I guess we can leave it at that, then.
But I was hoping to create a generic sentence-level character encoder that could I could use with any dataset. E.g., I primarily use Universal Dependencies, whose data already comes tokenized out of the box. Should I be forced to modify my dataset reader and tokenizers to be able to work with FLAIR? Or can we add a simple function that reconstructs the offsets from the given tokenization, if possible? In the case of no raw text available, then assuming one space between each word token could be sufficient.
And again, if we go with the Spacy tokenizer, we may still need to modify the tokens_to_indices
method to either pass in an extra offsets
parameter or a Sentence
object containing those offsets.
in this case your DatasetReader must be (I assume) somehow creating Token
objects to populate a TextField
? in which case I'd say that yes it's the dataset reader's job to populate the idx
fields of those tokens. if you're primarily using the same dataset, then that's just a small one-time hit to write that code?
It's entirely possible to do this automatically without needing to modify the current dataset readers. Maybe it would be more useful as a utility function. In any case, it's no big deal.
Then my only remaining concern is how to pass both the character tokens and the offsets to the indexer. It will require a change to the indexer interface.
look at how TokenCharactersIndexer.tokens_to_indices
works:
you'd basically just do that, except that you'd have to grab each token.idx
and generate a second vector of offsets to return.
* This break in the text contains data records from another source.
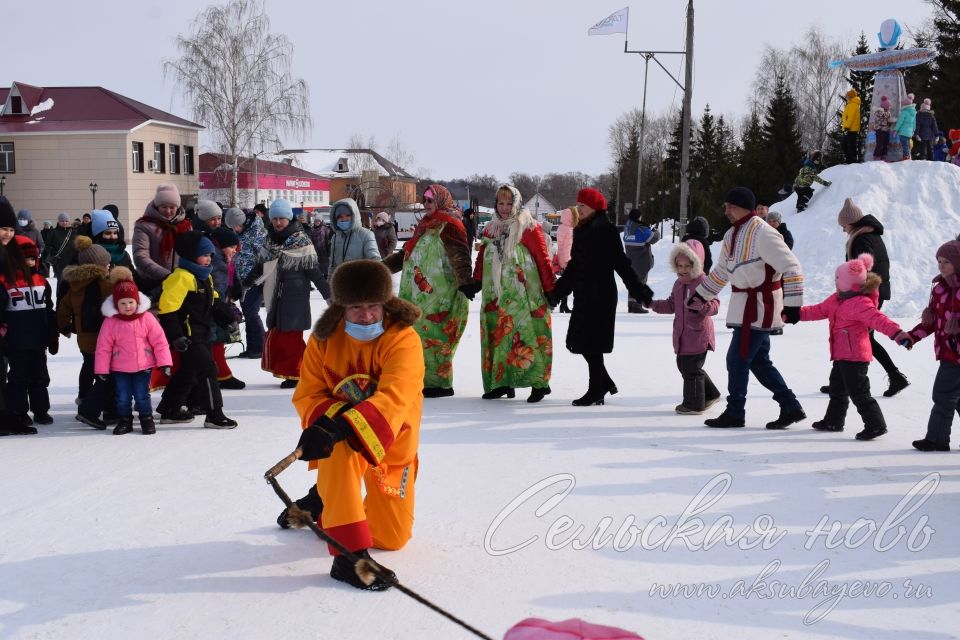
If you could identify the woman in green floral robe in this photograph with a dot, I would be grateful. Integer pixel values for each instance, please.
(514, 268)
(436, 278)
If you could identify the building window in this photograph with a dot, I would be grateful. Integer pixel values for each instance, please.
(136, 154)
(158, 159)
(187, 160)
(174, 158)
(7, 161)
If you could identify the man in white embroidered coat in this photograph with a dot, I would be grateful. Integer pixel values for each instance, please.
(753, 260)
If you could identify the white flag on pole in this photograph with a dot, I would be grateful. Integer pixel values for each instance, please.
(614, 23)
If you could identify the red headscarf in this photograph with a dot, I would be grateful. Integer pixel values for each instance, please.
(442, 216)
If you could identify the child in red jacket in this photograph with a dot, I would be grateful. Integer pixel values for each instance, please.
(942, 319)
(852, 312)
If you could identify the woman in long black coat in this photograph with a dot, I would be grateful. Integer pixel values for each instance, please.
(597, 253)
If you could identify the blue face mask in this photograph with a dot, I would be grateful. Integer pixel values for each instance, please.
(364, 332)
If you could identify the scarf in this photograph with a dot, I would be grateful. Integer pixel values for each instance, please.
(200, 272)
(504, 233)
(169, 229)
(439, 218)
(290, 250)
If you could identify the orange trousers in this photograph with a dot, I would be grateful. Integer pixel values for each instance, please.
(384, 518)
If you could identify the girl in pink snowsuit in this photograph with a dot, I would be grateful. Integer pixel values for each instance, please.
(130, 344)
(852, 312)
(693, 333)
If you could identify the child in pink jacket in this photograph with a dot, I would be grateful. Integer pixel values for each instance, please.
(852, 312)
(130, 344)
(692, 328)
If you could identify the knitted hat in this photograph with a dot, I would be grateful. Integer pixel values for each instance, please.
(167, 194)
(101, 221)
(234, 217)
(28, 247)
(89, 253)
(361, 282)
(123, 285)
(950, 251)
(281, 208)
(741, 197)
(592, 198)
(207, 209)
(852, 275)
(7, 217)
(225, 237)
(849, 213)
(192, 244)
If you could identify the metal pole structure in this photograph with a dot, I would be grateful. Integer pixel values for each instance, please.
(643, 126)
(685, 149)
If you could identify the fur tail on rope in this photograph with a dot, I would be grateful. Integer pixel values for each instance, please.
(367, 570)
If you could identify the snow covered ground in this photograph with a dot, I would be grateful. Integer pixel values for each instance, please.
(526, 510)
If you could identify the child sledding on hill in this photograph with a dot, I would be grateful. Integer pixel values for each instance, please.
(852, 312)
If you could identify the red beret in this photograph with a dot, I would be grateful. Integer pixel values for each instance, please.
(592, 198)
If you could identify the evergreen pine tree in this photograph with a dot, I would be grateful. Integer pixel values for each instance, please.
(782, 135)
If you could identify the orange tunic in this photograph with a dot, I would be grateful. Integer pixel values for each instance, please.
(377, 387)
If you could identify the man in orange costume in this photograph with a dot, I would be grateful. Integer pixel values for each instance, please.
(360, 401)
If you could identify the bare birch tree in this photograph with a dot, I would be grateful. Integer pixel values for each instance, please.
(237, 76)
(814, 85)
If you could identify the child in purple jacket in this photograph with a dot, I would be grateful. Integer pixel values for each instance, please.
(853, 313)
(692, 328)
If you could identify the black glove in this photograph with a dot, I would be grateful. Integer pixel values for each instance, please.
(644, 295)
(470, 289)
(317, 440)
(791, 315)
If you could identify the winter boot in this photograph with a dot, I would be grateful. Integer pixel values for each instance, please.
(725, 421)
(232, 383)
(147, 426)
(96, 423)
(825, 425)
(898, 382)
(869, 433)
(787, 418)
(360, 575)
(173, 416)
(930, 445)
(538, 394)
(124, 425)
(216, 420)
(310, 503)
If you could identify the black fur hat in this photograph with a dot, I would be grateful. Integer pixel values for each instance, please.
(363, 282)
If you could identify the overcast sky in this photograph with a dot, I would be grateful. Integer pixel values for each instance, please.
(470, 86)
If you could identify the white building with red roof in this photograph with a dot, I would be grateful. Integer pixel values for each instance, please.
(58, 143)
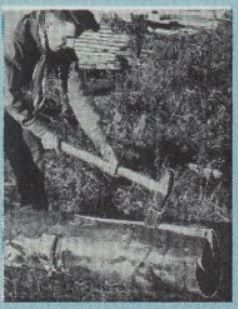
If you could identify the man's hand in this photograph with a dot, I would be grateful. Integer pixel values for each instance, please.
(109, 156)
(50, 141)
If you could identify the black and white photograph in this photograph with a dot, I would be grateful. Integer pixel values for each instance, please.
(117, 154)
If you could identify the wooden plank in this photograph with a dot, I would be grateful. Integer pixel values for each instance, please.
(100, 44)
(181, 257)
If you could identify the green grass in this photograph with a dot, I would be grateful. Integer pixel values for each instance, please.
(181, 100)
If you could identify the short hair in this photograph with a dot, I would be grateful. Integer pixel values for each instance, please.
(82, 19)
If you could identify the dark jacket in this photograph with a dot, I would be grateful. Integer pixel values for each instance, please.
(27, 53)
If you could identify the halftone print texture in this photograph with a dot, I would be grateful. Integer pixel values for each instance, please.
(117, 143)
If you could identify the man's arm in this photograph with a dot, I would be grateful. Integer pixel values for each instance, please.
(14, 66)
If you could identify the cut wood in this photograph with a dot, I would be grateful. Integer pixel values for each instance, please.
(182, 258)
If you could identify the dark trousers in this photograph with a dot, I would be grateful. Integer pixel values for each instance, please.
(29, 178)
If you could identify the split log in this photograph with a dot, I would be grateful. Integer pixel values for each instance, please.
(182, 258)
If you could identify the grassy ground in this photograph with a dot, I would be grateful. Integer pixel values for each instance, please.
(176, 110)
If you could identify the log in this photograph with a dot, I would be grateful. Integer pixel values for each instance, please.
(183, 258)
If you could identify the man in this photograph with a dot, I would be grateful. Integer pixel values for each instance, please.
(38, 49)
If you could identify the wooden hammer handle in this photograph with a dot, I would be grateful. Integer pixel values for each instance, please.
(39, 130)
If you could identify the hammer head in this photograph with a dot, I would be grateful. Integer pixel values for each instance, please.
(165, 187)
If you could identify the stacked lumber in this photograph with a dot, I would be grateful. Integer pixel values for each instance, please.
(100, 50)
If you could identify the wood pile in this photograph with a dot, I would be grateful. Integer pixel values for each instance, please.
(101, 50)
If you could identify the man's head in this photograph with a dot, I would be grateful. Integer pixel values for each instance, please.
(60, 24)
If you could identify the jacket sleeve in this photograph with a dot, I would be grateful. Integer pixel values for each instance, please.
(14, 61)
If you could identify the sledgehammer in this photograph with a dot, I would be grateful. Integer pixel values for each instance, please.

in fact, you could probably just add a new parameter to that token indexer
compute_offsets: bool = False
that if it's true it does that, and then you don't even need to write a new token indexer
Ah, makes sense now. Thanks!
@mayhewsw Would you be willing to share your implementation of including flair embeddings or some pointers on how you did it?
@zeeshansayyed At risk of embarrassing myself, here's a gist with my quick and dirty implementation: https://gist.github.com/mayhewsw/26939faf0a7190a6d174893a31ba0ac8
@dirkgr @matt-gardner if I open a PR based on @mayhewsw work is something that would be accepted?
(Fine with me, fwiw)
Browsing over the code in the gist, I assume the scope of this is just to create the embeddings, but not to make it trainable, right?
@dirkgr yes, this would a be embedding generator only.
It is possible but very tricky to implement it using only the AllenNLP. At least for me. As it is a char lm that use the embedding of the first white char after a word.
But the performance for NER is way better than anything else I tested.
I'm not wild about making Flair a dependency of the core allennlp library, but we could put this into allennlp-models
as an NER model, and go from there? If we then decide to add the other Flair models, maybe we'll expand.
@mayhewsw's gist only provides the embedder. What's involved with making an NER model?
It would be great to see a token embedder for Flair embeddings. They have released an extensive toolkit, including pretrained models, so in theory it could be straightforward to incorporate them.
A complication is that they operate on the character level over the entire sentence, so in order to get word embeddings, one needs to include spans indicating character offsets for each word. The actual values are much different, but the idea is similar in principle to the BERT offsets. Presumably there would need to be a Flair token indexer as well.